Using metagenomics as a treasure map
Isolation of an elusive phage capable of enhancing cyclic electron flow in infected marine cyanobacteria
The paper in Nature Microbiology is here: http://go.nature.com/2uh6j6p
Ever since we reported the existence of uncultured cyanophages containing photosystem-I genes (Sharon et al., 2009), we were determined to isolate them somehow. We knew that only in culture the hypotheses we poised regarding this phenomenon (Philosof et al. 2011) could be tested. However, we did not have any clue who their hosts where, nor did we know where and when to collect these phages. The little we did know was based on metagenomics, which provided us with some initial hints we could use as a map in our “treasure” hunt.

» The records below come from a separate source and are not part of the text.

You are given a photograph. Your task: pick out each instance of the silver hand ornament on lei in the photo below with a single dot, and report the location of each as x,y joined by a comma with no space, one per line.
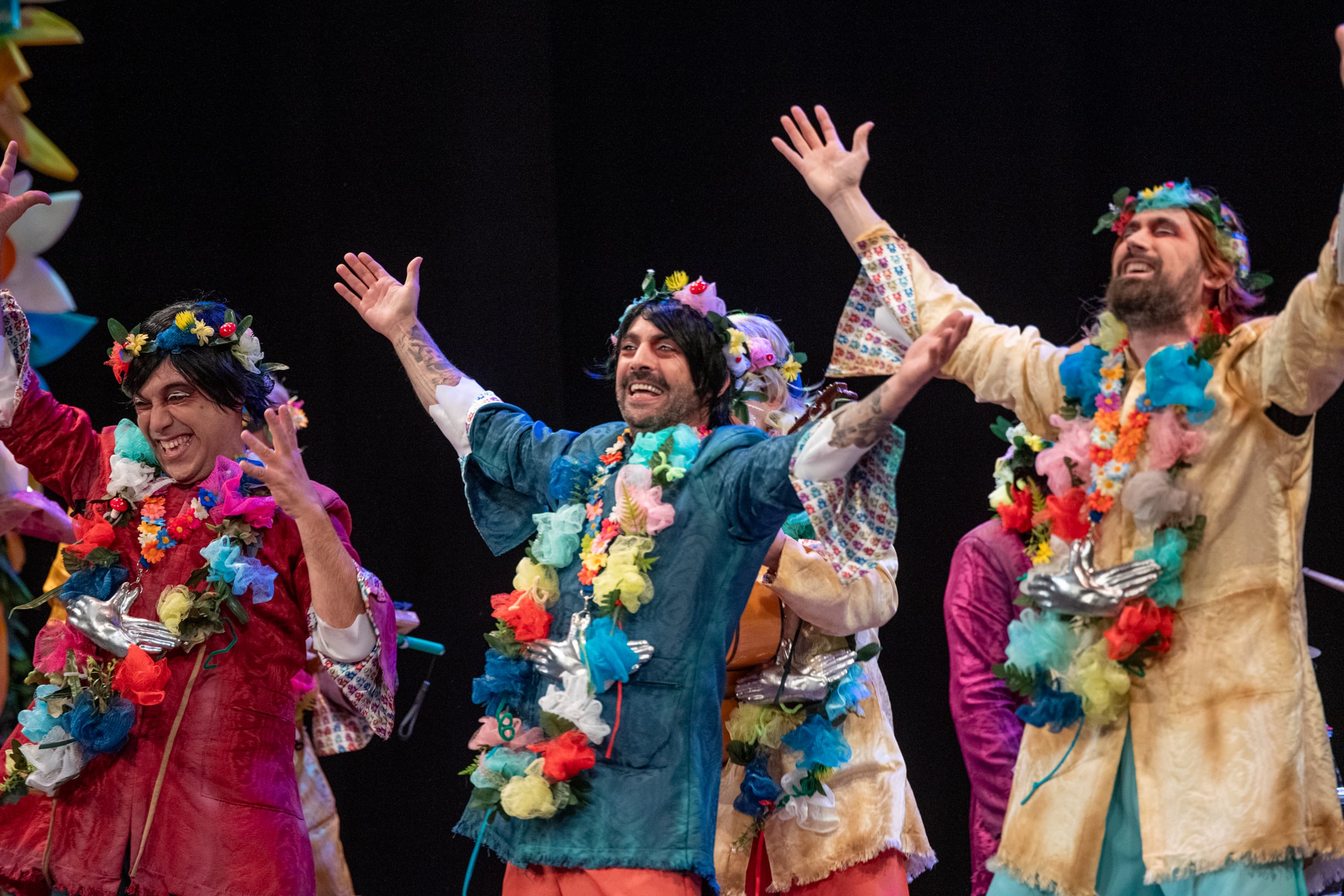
1082,590
554,658
109,627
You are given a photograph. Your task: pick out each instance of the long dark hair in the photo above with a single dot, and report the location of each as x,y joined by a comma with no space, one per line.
699,343
211,369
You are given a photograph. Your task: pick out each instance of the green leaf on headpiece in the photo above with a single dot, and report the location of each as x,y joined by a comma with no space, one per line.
1258,281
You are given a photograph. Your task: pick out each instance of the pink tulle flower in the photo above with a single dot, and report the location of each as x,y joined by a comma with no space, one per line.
1169,439
762,354
1073,444
639,504
704,297
54,640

One such hint was a strong metagenomic signal found in samples from the equatorial Pacific Ocean. We were able to further narrow down our search area when we saw a clear PCR signal of these uncultured viruses when we checked water samples from the remote Line Islands. This signal, however, did not appear in all samples. We then collected viral concentrates off the shores of these islands. These precious 300 ml phage concentrates traveled all the way to our labs in Haifa where we anxiously awaited to find out whether they still contain infectious viral particles? Are the phages we are looking for there?

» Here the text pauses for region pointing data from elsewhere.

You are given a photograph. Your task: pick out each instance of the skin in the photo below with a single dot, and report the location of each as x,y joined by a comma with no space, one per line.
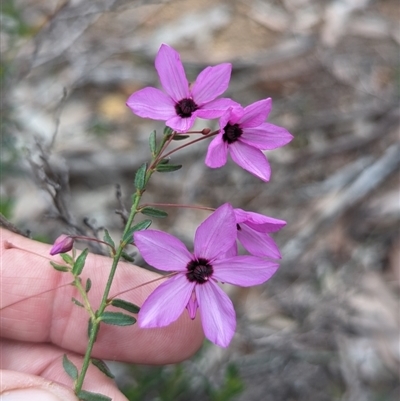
39,323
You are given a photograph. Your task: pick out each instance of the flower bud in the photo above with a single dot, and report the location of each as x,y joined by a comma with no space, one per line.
62,244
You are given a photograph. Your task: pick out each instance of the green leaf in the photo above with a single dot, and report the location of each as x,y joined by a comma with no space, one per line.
89,396
120,303
80,263
143,225
153,212
67,258
76,302
91,328
127,257
140,177
108,239
101,365
168,131
88,285
166,168
70,368
153,143
178,137
117,318
60,268
164,161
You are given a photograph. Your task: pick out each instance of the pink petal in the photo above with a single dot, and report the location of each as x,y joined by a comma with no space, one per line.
151,103
215,108
162,250
210,83
244,271
166,303
256,113
250,159
233,251
217,313
266,136
217,152
216,234
180,124
257,243
192,306
258,222
172,75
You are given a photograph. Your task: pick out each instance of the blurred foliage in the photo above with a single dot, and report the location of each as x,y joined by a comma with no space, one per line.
12,21
6,207
173,383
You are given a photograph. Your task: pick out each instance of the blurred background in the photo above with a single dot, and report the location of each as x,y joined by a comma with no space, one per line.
325,327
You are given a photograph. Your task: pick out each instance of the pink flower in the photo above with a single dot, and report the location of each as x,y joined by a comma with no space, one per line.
62,244
253,229
182,103
244,134
195,284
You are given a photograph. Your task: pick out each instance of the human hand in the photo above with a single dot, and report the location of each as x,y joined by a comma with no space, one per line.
39,324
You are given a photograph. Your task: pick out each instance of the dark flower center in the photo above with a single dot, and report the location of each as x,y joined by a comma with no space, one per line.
232,133
199,270
185,108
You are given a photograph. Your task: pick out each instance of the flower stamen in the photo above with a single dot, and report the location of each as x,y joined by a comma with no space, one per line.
232,133
185,107
199,270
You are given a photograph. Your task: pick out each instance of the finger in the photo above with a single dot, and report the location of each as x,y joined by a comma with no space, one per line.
21,386
45,360
37,307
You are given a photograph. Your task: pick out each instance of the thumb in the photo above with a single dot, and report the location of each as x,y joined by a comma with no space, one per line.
15,386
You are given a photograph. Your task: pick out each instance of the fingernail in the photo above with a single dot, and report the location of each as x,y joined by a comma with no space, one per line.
29,394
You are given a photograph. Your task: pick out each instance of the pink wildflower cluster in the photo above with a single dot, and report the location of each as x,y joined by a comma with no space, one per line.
244,134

While we did not know who the hosts of these phages are, metagenomics provided a second hint. The genomic analysis of the metagenomic fragments gave us a good reason to presume that the likely hosts are marine cyanobacteria, Synechococcus or Prochlorococcus. Some 18 different cyanobacterial strains, the entire culture collection that was available in the lab at the time, were used for isolating the phage. Each cyanobacterial strain was challenged separately with the samples from the Line Islands. Lysis of infected cyanobacteria, caused by phages, was observed in some cultures but was not caused by the phages we were looking for. Finally, after a careful examination of the lysed cultures, the correct PCR signals were observed in a single strain of Prochlorococcus – the last strain we checked. This breakthrough led, eventually, to the isolation of P-TIM68 – a cyanophage containing the photosynthetic genes that were previously observed only via metagenomics (Sharon et al. 2009, Alprovitch et al. 2011).

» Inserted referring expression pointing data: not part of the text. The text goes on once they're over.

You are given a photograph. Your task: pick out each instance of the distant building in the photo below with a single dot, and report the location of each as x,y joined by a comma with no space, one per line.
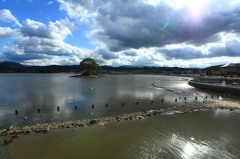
231,69
226,70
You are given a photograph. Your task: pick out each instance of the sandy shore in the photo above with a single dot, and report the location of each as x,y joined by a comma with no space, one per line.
209,104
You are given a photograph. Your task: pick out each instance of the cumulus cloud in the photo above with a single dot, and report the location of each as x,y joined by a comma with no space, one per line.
7,32
54,30
228,48
105,54
43,42
139,32
6,16
134,24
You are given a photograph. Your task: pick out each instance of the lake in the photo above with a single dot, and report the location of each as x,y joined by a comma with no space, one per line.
29,92
212,134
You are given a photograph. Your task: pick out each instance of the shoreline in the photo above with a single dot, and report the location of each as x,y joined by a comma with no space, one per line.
207,105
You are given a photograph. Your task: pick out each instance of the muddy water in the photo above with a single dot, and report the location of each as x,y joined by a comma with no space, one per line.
196,135
29,92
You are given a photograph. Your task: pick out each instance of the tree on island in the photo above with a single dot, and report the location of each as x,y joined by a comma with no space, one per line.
89,67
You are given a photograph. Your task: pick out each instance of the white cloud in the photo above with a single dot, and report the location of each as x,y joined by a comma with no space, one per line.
6,16
7,32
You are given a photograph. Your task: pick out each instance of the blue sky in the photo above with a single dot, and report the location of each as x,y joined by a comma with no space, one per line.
181,33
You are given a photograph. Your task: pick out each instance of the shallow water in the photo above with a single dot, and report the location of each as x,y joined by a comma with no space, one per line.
28,92
196,135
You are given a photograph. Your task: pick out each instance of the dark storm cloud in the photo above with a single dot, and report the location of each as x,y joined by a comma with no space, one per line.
134,24
130,53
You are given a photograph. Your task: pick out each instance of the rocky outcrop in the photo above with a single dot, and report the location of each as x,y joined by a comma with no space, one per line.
181,109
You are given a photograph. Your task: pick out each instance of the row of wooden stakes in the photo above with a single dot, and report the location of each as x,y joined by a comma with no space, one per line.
93,106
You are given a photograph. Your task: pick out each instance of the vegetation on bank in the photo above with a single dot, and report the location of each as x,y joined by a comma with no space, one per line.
89,67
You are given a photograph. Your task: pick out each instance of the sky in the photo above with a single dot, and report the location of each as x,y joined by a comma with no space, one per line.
171,33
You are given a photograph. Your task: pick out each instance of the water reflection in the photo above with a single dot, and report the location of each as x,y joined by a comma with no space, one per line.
27,92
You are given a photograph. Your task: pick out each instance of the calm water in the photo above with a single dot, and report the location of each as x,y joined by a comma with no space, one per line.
198,135
28,92
212,135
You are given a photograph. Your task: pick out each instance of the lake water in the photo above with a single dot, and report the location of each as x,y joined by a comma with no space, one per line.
213,134
208,135
29,92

We reported our initial metagenomic observations in 2009. Now, eight years later in 2017 we can finally report on this unique cyanophage. It took our international team (France, Spain, USA, and Israel) quite some time to culture this virus and even more time to understand the way it rewires host photosynthesis. We are now left with even more questions regarding the process by which these viruses use the photosynthetic genes they harbor to switch host photosynthesis into cyclic photosynthesis. Moreover, the exact influence of phages that carry photosystem I and II genes in the environment still remains to be answered.
Our Nature Microbiology paper is here: http://go.nature.com/2uh6j6p
Our work is dedicated to the memory of Prof. Fabrice Rappaport (Institut de Biologie Physico-Chimique, CNRS), who sadly passed away before the paper was finalized
Sharon, I., Alperovitch, A., Rohwer, F., Haynes, M., Glaser, F., Atamna-Ismaeel, N. Pinter, R.Y., Partensky, F., Koonin, E.V., Wolf Y.I., Nelson, N. and Béjà, O. (2009) Photosystem-I gene cassettes are present in marine virus genomes. Nature 461: 258-262.
Philosof, A., Battchikova, N., Aro, E.-M., and Béjà, O. (2011) Marine cyanophages: Tinkering with the electron transport chain. ISME J. 5: 1568-1570.
Alperovitch, A., Sharon, I., Rohwer, F., Aro, E.-M., Milo, R., Nelson, N., and Béjà, O. (2011) Reconstructing a puzzle: Existence of cyanophages containing both photosystem-I & photosystem-II gene-suites inferred from oceanic metagenomic datasets. Environ. Microbiol. 13: 24-32.